From 1998 through 2002, 40 patients were recruited for this protocol study. The median patient age was 54 years (range, 49-65 years) for the phase I and 58 years (range, 44-73 years) for the phase II trials. There were 35 men and 5 women in this study. For the phase I part (n = 15), the maximal tolerated dose of NDP was 140 mg/m2; thus, the recommended dose was 130 mg/m2. Twenty-five patients were treated with the recommended doses in the phase II part of the study. Ten patients had T4 disease and 14 patients had stage IV disease in the phase II part of the study. The overall survival rates at 1 and 2 years were 58.9% and 45.9%, respectively. The most frequent toxicities were leukopenia (grade 3 or greater: 80%), followed by thrombocytopenia (56%), granulocytopenia (56%) and anemia (28%). Radiation esophagitis of grade 3 or greater developed in 6 patients (24%). Two patients died of radiation pneumonitis. The actual dose intensities of NDP and 5-FU were 68.8% and 73.3%, respectively.

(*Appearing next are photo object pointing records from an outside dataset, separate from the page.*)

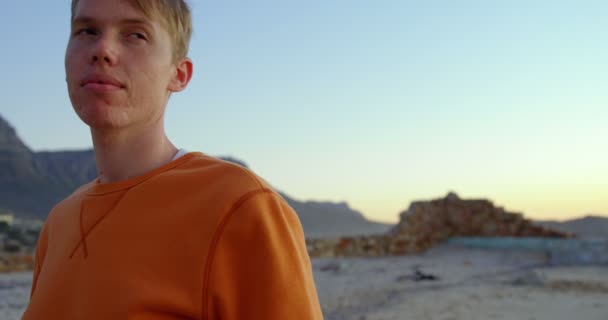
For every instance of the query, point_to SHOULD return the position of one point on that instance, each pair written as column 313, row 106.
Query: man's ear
column 182, row 75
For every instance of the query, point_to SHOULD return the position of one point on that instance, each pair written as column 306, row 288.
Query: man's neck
column 123, row 154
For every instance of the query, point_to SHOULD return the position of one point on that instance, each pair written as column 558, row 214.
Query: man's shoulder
column 211, row 174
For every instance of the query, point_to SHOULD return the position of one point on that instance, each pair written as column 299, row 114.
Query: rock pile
column 427, row 223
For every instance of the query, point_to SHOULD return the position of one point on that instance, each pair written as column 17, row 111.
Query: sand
column 472, row 284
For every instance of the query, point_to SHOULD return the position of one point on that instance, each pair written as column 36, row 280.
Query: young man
column 160, row 234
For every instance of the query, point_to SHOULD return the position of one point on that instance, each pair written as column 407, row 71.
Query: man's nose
column 104, row 52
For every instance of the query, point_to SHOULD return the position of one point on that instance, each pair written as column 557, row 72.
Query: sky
column 375, row 103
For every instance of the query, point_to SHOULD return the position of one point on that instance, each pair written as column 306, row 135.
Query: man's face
column 119, row 65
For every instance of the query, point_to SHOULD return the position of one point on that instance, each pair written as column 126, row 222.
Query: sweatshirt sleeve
column 259, row 268
column 39, row 257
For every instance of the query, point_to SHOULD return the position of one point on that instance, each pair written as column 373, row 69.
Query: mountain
column 31, row 183
column 590, row 226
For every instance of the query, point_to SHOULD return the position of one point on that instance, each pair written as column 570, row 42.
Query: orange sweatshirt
column 198, row 238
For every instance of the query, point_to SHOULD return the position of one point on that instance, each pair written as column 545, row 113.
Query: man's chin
column 103, row 118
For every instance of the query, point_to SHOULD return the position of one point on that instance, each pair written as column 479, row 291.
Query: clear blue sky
column 376, row 103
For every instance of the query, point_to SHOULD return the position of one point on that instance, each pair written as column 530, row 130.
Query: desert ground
column 445, row 283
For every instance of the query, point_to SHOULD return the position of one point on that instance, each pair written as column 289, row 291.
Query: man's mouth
column 101, row 82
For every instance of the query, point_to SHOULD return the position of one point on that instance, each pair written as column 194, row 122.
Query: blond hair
column 174, row 16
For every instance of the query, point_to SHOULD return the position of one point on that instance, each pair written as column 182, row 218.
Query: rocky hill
column 32, row 182
column 590, row 226
column 427, row 223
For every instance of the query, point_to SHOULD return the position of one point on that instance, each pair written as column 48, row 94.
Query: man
column 159, row 234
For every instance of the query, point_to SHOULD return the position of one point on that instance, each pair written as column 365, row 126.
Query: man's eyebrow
column 82, row 20
column 89, row 20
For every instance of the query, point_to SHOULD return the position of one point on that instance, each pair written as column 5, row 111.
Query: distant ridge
column 31, row 183
column 589, row 226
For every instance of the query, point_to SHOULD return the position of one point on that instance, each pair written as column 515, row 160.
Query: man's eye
column 85, row 31
column 138, row 35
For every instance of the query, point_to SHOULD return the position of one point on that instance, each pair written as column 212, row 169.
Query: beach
column 445, row 283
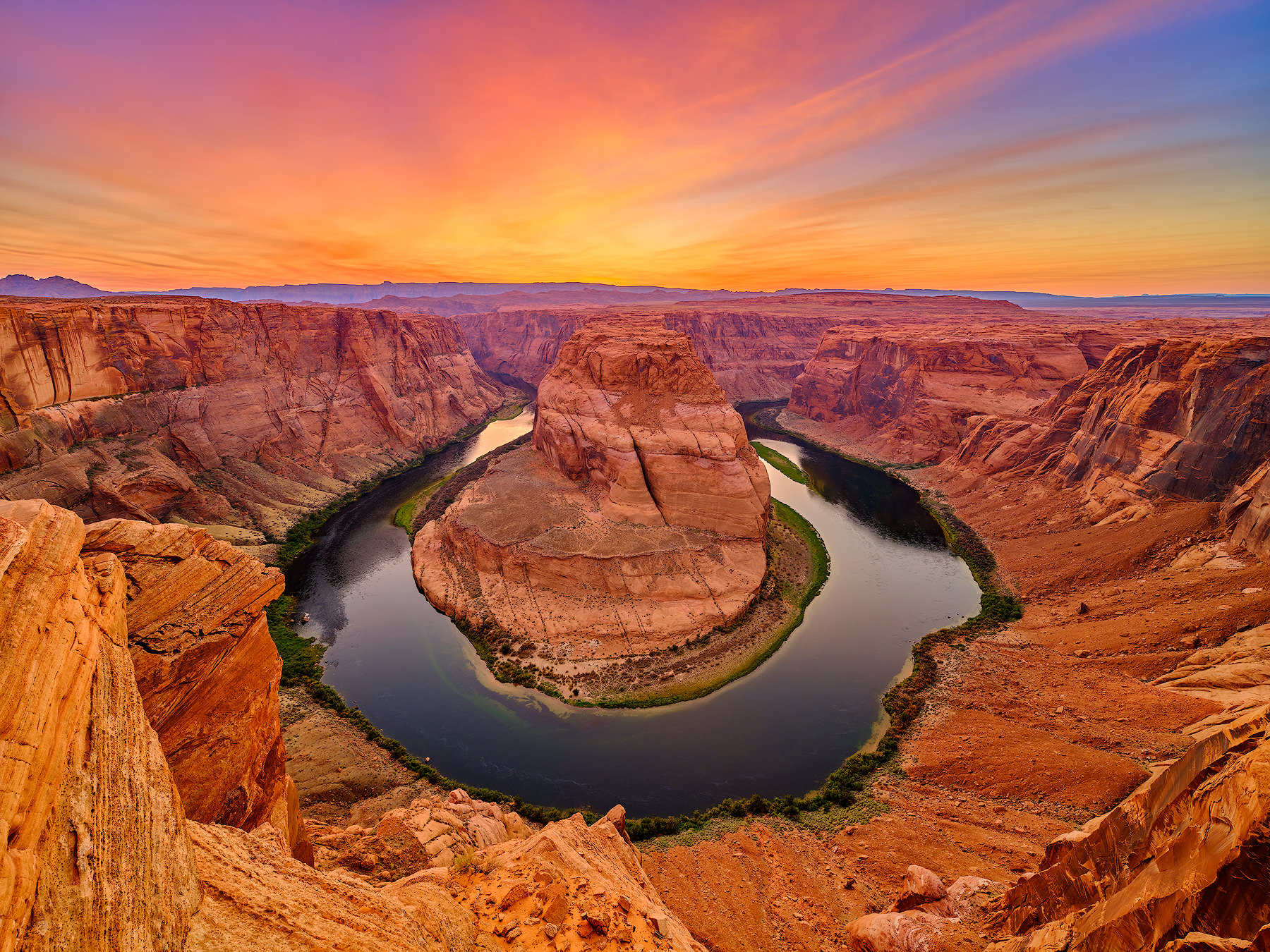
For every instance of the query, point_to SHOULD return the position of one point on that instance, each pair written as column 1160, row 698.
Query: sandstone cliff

This intensive treatment for esophageal cancer was feasible and effective; however, moderate-to-severe toxicity occurred. This protocol warrants further clinical evaluation in a multi-institutional prospective study.
评估交替放化疗治疗食管癌的疗效和可行性。
入选本研究的患者需满足以下条件:既往未接受过治疗的食管癌患者,东部肿瘤协作组(Eastern Cooperative Oncology Group)体能状态评分为0至2分,年龄在20至75岁之间且器官功能良好。接受三个周期的全身化疗,持续输注3500mg/m²的5-氟尿嘧啶(5-FU,第1至5天),并在第6天6小时内输注奈达铂(NDP,120 - 140mg/m²),同时在7周内分35次给予胸部63Gy的照射。在全身化疗期间(交替模式)停止放疗。在I期部分,增加奈达铂剂量以确定剂量限制性毒性。在II期部分,排除有远处转移的患者。
从1998年至2002年,40例患者入选本方案研究。I期试验患者的中位年龄为54岁(范围49 - 65岁),II期试验为58岁(范围44 - 73岁)。本研究中有35名男性和5名女性。在I期部分(n = 15),奈达铂的最大耐受剂量为140mg/m²;因此,推荐剂量为130mg/m²。在研究的II期部分,25例患者接受了推荐剂量的治疗。在II期部分,10例患者患有T4期疾病,14例患者患有IV期疾病。1年和2年的总生存率分别为58.9%和45.9%。最常见的毒性反应为白细胞减少(3级及以上:80%),其次为血小板减少(56%)、粒细胞减少(56%)和贫血(28%)。6例患者(24%)发生3级及以上放射性食管炎。2例患者死于放射性肺炎。奈达铂和5-FU的实际剂量强度分别为68.8%和73.3%。
这种食管癌强化治疗是可行且有效的;然而,出现了中度至重度毒性反应。该方案值得在多机构前瞻性研究中进行进一步的临床评估。